I have a habit. I listen to podcasts from the beginning.

Some podcasts require this. For example, Dungeons & Daddies (a D&D podcast, you weirdos!) and The Rise and Fall of Mars Hill are continuous stories, so skipping episodes hurts your listening experience. Philosophize This! (three guesses what that one’s about) studies different schools of philosophy and their history. Since philosophers often build on the ideas of their predecessors, skip at your own risk. But most of the podcasts I listen to—PoliticsGirl Podcast, Consider This from NPR, and Preacher Boys, for example—have largely standalone episodes. Either way, one consequence of my habit? Podcasts have archives. The oldest podcast I listen to is Overdue, a book podcast that celebrated its tenth anniversary this past February.

One night, as I was closing up the coffee shop I work at, I had another long-runner, Pantsuit Politics, in my ear. The hosts, Sarah Stewart Holland and Beth Silvers, have published an episode a week since November 2015. I was listening to a Christmas-themed episode from the final days of their 2015 season where they heaped praise on Mark Zuckerberg.

That made me pause at the irony.

Again, this episode was from the Christmas season of 2015. Two years before the Mueller report revealed how Russia used Facebook and other social media sites to dispel misinformation about the 2016 U.S. election. Three years before the Cambridge Analytica scandal broke. And five years before Facebook and Instagram would exacerbate the COVID-19 pandemic and the resulting societal chaos by platforming all kinds of misinformation–COVID misinformation, vaccination misinformation, election fraud misinformation, etc.

But hindsight is 20/20. On Christmas of 2015, only the snobbiest of film snobs knew who Harvey Weinstein was, President Donald Trump was a punchline, people thought Batman v. Superman: Dawn of Justice was going to be a hit and that Kevin Spacey had to get into character to play House of Cards’ Frank Underwood, and you had to be deeply invested in the tech world to know who Elon Musk was. Eight years later, Harvey Weinstein has named a trend, “the Weinstein effect,” of exposing powerful people as predators, former President Trump is cocooned in legal webs of his own making, the DCEU died a pitiful death and time will tell if James Gunn’s new direction can make a coherent silver screen DC Universe, Kevin Spacey is a Hollywood pariah, and everyone knows who Elon Musk is, whether they want to or not.

It’s easy to shake our heads at the irony. But consider this: we’ll probably be here eight years from now.
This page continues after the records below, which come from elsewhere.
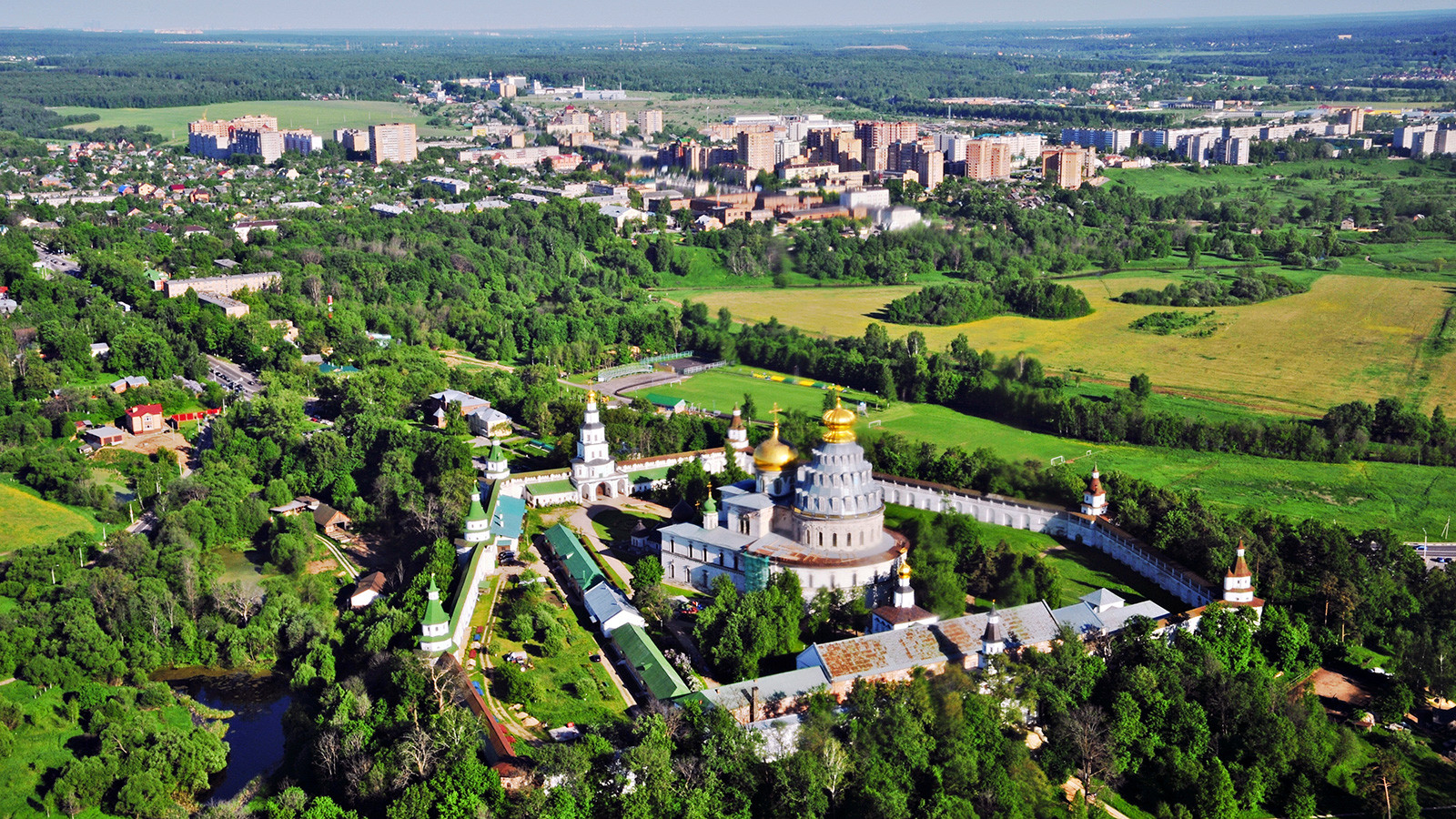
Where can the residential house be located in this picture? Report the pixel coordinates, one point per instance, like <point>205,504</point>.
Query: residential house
<point>145,419</point>
<point>368,589</point>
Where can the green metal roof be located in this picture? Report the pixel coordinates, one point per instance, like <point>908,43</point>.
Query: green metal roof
<point>477,511</point>
<point>434,612</point>
<point>574,555</point>
<point>654,669</point>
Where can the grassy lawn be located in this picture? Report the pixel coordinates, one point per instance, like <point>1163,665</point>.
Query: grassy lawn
<point>33,519</point>
<point>724,388</point>
<point>1351,337</point>
<point>613,526</point>
<point>1361,496</point>
<point>1082,570</point>
<point>561,704</point>
<point>319,116</point>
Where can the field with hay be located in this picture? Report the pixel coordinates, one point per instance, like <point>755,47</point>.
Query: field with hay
<point>1361,496</point>
<point>31,519</point>
<point>1350,337</point>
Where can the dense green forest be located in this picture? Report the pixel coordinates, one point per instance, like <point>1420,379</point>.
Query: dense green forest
<point>960,303</point>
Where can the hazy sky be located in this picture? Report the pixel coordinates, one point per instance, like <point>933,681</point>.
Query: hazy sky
<point>478,15</point>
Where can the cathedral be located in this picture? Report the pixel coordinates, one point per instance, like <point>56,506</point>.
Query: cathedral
<point>822,518</point>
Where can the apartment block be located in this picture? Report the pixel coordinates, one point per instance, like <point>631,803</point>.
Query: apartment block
<point>393,142</point>
<point>987,159</point>
<point>756,150</point>
<point>650,123</point>
<point>1067,167</point>
<point>264,143</point>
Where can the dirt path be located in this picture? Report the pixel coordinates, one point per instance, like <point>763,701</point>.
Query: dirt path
<point>1074,785</point>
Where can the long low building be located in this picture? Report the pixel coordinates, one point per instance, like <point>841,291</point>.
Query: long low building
<point>220,285</point>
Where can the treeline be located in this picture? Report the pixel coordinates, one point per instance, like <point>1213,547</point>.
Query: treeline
<point>960,303</point>
<point>1247,288</point>
<point>1016,390</point>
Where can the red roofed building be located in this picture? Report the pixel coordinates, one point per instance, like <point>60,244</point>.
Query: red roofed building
<point>145,419</point>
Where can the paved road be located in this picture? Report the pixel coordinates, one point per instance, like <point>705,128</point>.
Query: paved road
<point>233,376</point>
<point>57,263</point>
<point>1436,552</point>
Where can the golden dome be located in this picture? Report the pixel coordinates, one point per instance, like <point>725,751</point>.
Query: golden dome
<point>841,424</point>
<point>774,455</point>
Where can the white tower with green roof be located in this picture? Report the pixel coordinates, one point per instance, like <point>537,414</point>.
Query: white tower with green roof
<point>495,464</point>
<point>434,630</point>
<point>477,522</point>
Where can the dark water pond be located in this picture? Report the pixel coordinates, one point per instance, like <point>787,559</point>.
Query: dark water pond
<point>255,731</point>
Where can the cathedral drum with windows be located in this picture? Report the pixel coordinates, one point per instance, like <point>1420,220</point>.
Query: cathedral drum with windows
<point>823,519</point>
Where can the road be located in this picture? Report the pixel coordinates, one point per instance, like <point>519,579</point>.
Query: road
<point>233,376</point>
<point>57,261</point>
<point>1434,552</point>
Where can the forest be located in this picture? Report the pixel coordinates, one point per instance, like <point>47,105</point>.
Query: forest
<point>960,303</point>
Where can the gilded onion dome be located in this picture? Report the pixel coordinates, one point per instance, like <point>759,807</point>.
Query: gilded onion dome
<point>774,455</point>
<point>841,424</point>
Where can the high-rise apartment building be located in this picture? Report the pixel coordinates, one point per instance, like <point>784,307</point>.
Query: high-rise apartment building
<point>1067,167</point>
<point>650,123</point>
<point>1230,150</point>
<point>258,142</point>
<point>756,150</point>
<point>987,159</point>
<point>393,142</point>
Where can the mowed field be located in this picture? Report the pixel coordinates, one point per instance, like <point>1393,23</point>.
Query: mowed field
<point>723,389</point>
<point>1351,337</point>
<point>29,519</point>
<point>319,116</point>
<point>1402,497</point>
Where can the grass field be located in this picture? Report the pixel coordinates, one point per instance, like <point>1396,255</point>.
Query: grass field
<point>1082,570</point>
<point>31,519</point>
<point>724,388</point>
<point>1361,496</point>
<point>1350,337</point>
<point>319,116</point>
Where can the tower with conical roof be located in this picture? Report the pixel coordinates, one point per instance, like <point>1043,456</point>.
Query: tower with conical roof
<point>739,433</point>
<point>477,522</point>
<point>771,460</point>
<point>594,472</point>
<point>710,511</point>
<point>1238,583</point>
<point>495,464</point>
<point>1094,501</point>
<point>994,640</point>
<point>434,629</point>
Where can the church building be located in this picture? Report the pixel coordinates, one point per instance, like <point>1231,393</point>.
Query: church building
<point>820,518</point>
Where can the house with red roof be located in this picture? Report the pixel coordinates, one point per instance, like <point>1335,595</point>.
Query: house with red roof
<point>145,419</point>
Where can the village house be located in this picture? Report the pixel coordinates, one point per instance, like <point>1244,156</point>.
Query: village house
<point>145,419</point>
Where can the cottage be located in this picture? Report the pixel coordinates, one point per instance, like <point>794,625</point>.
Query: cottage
<point>104,436</point>
<point>127,382</point>
<point>145,419</point>
<point>334,522</point>
<point>368,589</point>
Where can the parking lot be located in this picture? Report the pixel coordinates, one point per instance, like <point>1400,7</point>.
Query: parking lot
<point>233,378</point>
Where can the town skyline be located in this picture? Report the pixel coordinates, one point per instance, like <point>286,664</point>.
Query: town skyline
<point>175,16</point>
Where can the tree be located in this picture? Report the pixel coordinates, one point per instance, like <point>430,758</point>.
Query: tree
<point>647,588</point>
<point>1140,387</point>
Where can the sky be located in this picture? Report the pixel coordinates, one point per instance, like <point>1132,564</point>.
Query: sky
<point>478,15</point>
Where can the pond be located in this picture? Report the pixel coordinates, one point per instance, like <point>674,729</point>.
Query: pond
<point>254,732</point>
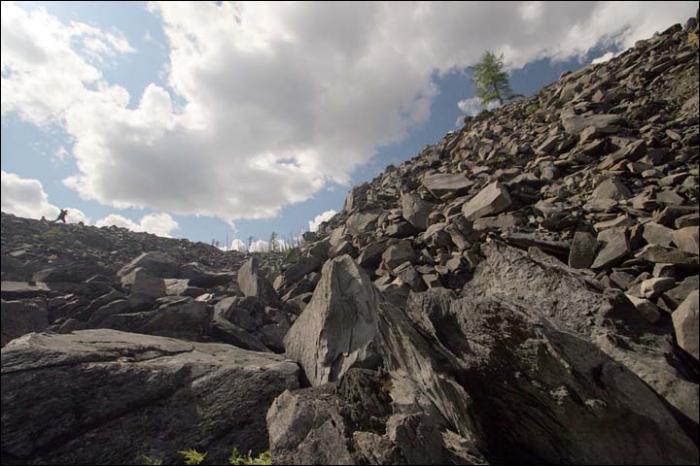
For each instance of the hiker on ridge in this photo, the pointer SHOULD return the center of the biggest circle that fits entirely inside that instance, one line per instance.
(61, 216)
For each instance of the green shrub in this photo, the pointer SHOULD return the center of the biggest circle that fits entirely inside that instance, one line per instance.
(263, 458)
(192, 456)
(150, 460)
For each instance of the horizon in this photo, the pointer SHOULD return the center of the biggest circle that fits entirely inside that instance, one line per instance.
(229, 121)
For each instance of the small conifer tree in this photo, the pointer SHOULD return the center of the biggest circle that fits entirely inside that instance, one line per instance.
(490, 80)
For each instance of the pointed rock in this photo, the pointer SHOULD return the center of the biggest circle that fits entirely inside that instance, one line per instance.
(336, 330)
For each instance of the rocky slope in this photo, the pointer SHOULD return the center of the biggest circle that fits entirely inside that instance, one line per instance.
(526, 290)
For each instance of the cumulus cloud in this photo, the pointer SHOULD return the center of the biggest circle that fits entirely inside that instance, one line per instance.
(603, 58)
(238, 245)
(25, 197)
(160, 224)
(473, 106)
(48, 66)
(267, 103)
(259, 246)
(320, 218)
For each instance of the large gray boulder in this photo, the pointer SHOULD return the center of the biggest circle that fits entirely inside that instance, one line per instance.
(491, 200)
(685, 322)
(21, 317)
(253, 283)
(185, 318)
(143, 287)
(158, 264)
(443, 185)
(415, 210)
(336, 330)
(108, 397)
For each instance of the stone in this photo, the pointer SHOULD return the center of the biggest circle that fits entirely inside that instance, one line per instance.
(122, 396)
(491, 200)
(613, 252)
(397, 254)
(223, 329)
(361, 222)
(185, 319)
(678, 294)
(660, 254)
(611, 188)
(20, 317)
(444, 185)
(602, 123)
(307, 427)
(685, 323)
(371, 255)
(336, 330)
(119, 306)
(583, 250)
(669, 197)
(649, 310)
(253, 283)
(687, 239)
(156, 263)
(655, 233)
(144, 288)
(199, 276)
(653, 287)
(415, 210)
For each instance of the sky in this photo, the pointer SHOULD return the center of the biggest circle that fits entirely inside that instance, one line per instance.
(233, 120)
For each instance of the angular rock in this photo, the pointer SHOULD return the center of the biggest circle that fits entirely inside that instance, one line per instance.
(397, 254)
(144, 287)
(611, 188)
(20, 317)
(655, 233)
(491, 200)
(336, 330)
(121, 396)
(360, 222)
(156, 263)
(443, 185)
(583, 250)
(685, 323)
(415, 210)
(613, 252)
(659, 254)
(687, 239)
(253, 283)
(653, 287)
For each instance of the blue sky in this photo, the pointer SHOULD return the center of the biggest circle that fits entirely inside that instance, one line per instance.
(135, 47)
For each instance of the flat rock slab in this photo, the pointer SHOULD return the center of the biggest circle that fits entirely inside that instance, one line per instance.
(109, 397)
(446, 184)
(491, 200)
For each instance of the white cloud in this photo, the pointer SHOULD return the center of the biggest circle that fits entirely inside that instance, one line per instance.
(320, 218)
(473, 106)
(46, 65)
(25, 197)
(279, 99)
(160, 224)
(259, 246)
(60, 155)
(603, 58)
(238, 245)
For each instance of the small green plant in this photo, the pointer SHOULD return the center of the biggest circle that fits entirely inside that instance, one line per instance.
(263, 458)
(150, 460)
(490, 79)
(192, 456)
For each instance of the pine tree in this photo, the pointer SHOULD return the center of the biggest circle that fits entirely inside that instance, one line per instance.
(490, 79)
(273, 242)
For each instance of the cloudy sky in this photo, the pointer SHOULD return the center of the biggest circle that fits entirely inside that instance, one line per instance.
(230, 120)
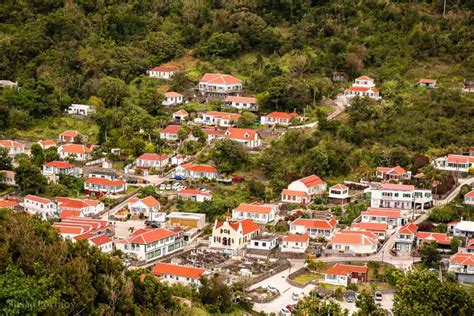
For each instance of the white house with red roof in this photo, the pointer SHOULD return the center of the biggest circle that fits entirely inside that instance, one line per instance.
(14, 148)
(173, 273)
(428, 83)
(173, 98)
(314, 227)
(46, 208)
(250, 138)
(278, 118)
(56, 168)
(194, 195)
(75, 151)
(232, 235)
(195, 171)
(353, 243)
(220, 119)
(462, 264)
(48, 143)
(442, 240)
(146, 206)
(456, 163)
(151, 244)
(399, 196)
(152, 160)
(406, 237)
(219, 85)
(362, 87)
(258, 212)
(392, 173)
(392, 217)
(104, 186)
(162, 72)
(241, 103)
(339, 194)
(78, 207)
(469, 198)
(69, 136)
(294, 243)
(180, 115)
(344, 274)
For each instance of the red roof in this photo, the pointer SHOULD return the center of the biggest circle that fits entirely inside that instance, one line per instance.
(386, 212)
(311, 181)
(315, 223)
(59, 164)
(10, 144)
(173, 94)
(353, 238)
(105, 182)
(100, 240)
(282, 115)
(172, 269)
(255, 208)
(199, 168)
(466, 259)
(154, 157)
(219, 79)
(240, 99)
(150, 236)
(408, 229)
(240, 133)
(376, 227)
(192, 192)
(164, 69)
(248, 226)
(75, 149)
(440, 238)
(296, 238)
(345, 269)
(37, 199)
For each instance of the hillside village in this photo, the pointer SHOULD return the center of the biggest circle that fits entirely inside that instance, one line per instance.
(192, 177)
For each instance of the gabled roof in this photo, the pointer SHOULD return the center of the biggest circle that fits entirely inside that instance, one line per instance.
(440, 238)
(172, 269)
(59, 164)
(248, 226)
(148, 201)
(75, 149)
(37, 199)
(149, 236)
(345, 269)
(219, 79)
(10, 144)
(240, 99)
(240, 133)
(311, 181)
(172, 94)
(315, 223)
(105, 182)
(466, 259)
(296, 238)
(199, 168)
(154, 157)
(407, 229)
(386, 212)
(256, 208)
(352, 238)
(282, 115)
(164, 69)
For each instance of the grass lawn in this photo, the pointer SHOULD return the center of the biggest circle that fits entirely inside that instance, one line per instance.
(308, 276)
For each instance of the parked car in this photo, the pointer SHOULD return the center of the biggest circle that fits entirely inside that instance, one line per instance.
(295, 296)
(378, 296)
(285, 312)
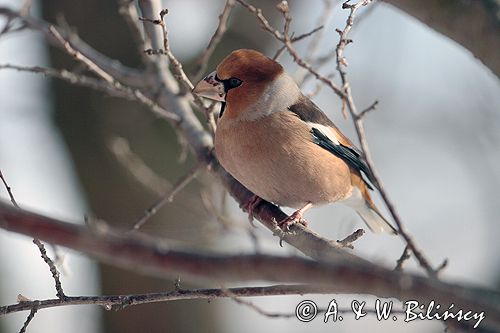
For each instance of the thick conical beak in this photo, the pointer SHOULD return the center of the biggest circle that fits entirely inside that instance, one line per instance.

A lot of masks came off in 2023, from Elon Musk continuing to bungle Twitter—sorry, X—to body positivity activist Lizzo being sued for fat-shaming to Ashton Kutcher and Mila Kunis writing letters to the judge residing over their That ‘70s Show costar Danny Masterson’s rape case begging leniency. But masks are still on. There are still awful people with sterling reputations, morally bankrupt companies with green numbers on the stock market, and pop culture trends that feel inescapable that will join the likes of parachute pants, spray tans, and planking in the “this was a trend…why exactly?” Hall of Fame.

So, as 2023 closes, I’ll leave you the reader with a question to ponder: when it’s 2031 and we turn on podcasts from 2023, what person or thing receiving praise will make us say “Ooh!” and tug our collars?

1 Comment

  1. Geneva Langeland

    I listen to a few podcasts that include on-site interviews, and it makes me oddly happy to stumble upon interviews that were clearly taped during early COVID years, with the conversation slightly muffled behind masks. It feels like such a specific relic.